Findings: - 3 API keys in comments "for testing" - .env.development committed with staging credentials - 1 hardcoded password in migration script

Credential exposure in version control requires immediate remediation.

Phase 7: Architecture Evaluation

`bash # Dead code detection find . -path "./pages/" -name ".tsx" | while read f; do page=$(echo $f | sed 's|./pages/||' | sed 's|/index.tsx||' | sed 's|.tsx||') grep -r "$page" --include=".ts" --include=".tsx" . | grep -v "$f" || echo "ORPHAN: $f" done

# Circular dependencies npx madge --circular --extensions ts,tsx ./src `

Findings: - 14 orphaned pages with no navigation links - 7 circular dependency chains - lib/bpoc-api.ts imported by 44 files (high coupling)

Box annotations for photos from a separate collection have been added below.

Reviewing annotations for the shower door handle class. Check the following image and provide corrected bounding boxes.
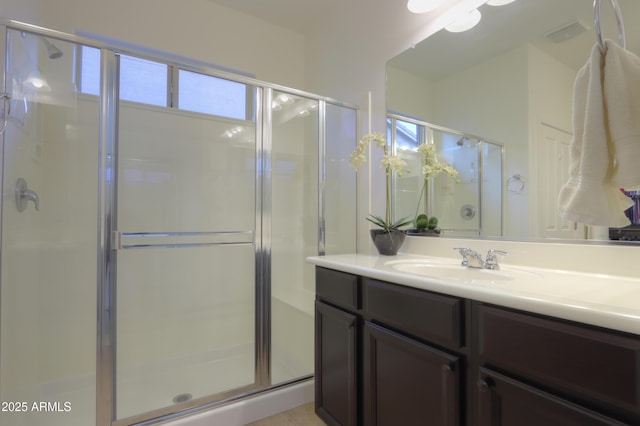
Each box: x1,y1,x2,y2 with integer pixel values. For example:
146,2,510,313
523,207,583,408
0,92,11,135
14,178,40,212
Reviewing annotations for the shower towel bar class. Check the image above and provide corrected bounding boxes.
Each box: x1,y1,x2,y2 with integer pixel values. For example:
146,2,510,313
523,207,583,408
593,0,627,53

High coupling makes changes risky; circular dependencies indicate architectural issues.

Report Structure

Executive Summary

One page summary for non-technical stakeholders: - Overall assessment - Critical issues requiring immediate action - Resource estimate for remediation - Recommendation (refactor vs. rebuild)

Critical Issues

Security and stability concerns requiring immediate attention: 1. Enable RLS on all database tables 2. Remove committed credentials from git history 3. Patch critical npm vulnerabilities 4. Remove hardcoded passwords

High Priority

Issues impacting development velocity: 1. Delete duplicate files 2. Break up oversized components 3. Remove unused dependencies 4. Establish test coverage baseline

Medium Priority

Technical debt to address systematically: 1. Consolidate documentation 2. Enable TypeScript strict mode 3. Address linting errors 4. Document architecture decisions

Recommendations

Based on findings, the recommendation was rebuild rather than refactor. Justification: - Zero test coverage makes refactoring risky - 4,892 type errors indicate fundamental type safety issues - Normalized schema requires data migration regardless - Security issues require significant rework

Audit Checklist

For future audits:

Phase 1: Metrics - [ ] File count and size distribution - [ ] Git history and contributors - [ ] Directory structure overview

Phase 2: Dependencies - [ ] Direct dependency count - [ ] Unused dependency detection - [ ] Security vulnerability scan

Phase 3: Structure - [ ] Root directory organization - [ ] Duplicate file detection - [ ] Large file identification

Phase 4: Code Quality - [ ] Linting error count - [ ] Type safety analysis - [ ] Test coverage assessment

Phase 5: Database - [ ] Schema complexity - [ ] Security configuration - [ ] Data integrity

Phase 6: Security - [ ] Credential exposure - [ ] Environment file handling - [ ] Access control review

Phase 7: Architecture - [ ] Dead code identification - [ ] Dependency analysis - [ ] Coupling assessment

Time Investment

For a codebase of this size (~2,400 files):

| Phase | Time | |-------|------| | High-level metrics | 1-2 hours | | Dependency analysis | 2-3 hours | | Structural analysis | 3-4 hours | | Code quality | 4-6 hours | | Database assessment | 3-4 hours | | Security review | 4-6 hours | | Architecture evaluation | 4-6 hours | | Report writing | 4-6 hours |

Total: 25-37 hours for comprehensive audit.

A "quick look" covering only critical security issues: 4-6 hours.

FAQ

When should you recommend rebuild vs. refactor?

When the cost of incremental fixes exceeds the cost of rebuilding. In this case: 4,892 type errors + zero tests + security gaps + schema issues = rebuild is more economical.

How do you handle pushback on findings?

Findings are quantitative where possible. "66 columns in one table" is measurable. "Zero RLS on tables containing SSN data" is verifiable. Data-driven findings minimize subjective disagreement.

What tools are essential?

Basic: find, grep, wc, du. Code quality: eslint, tsc. Dependencies: depcheck, npm audit. Architecture: madge. Database: native SQL tools.

How detailed should database analysis be?

Depends on scope. For security: RLS status and sensitive data location. For architecture: schema design, relationship patterns, query performance.

What if the codebase is too large for manual review?

Sampling. Analyze critical paths thoroughly, sample others. Automated tools for breadth, manual review for depth on high-risk areas.

Audits are investments. Thorough audits inform good decisions. Superficial audits provide false confidence.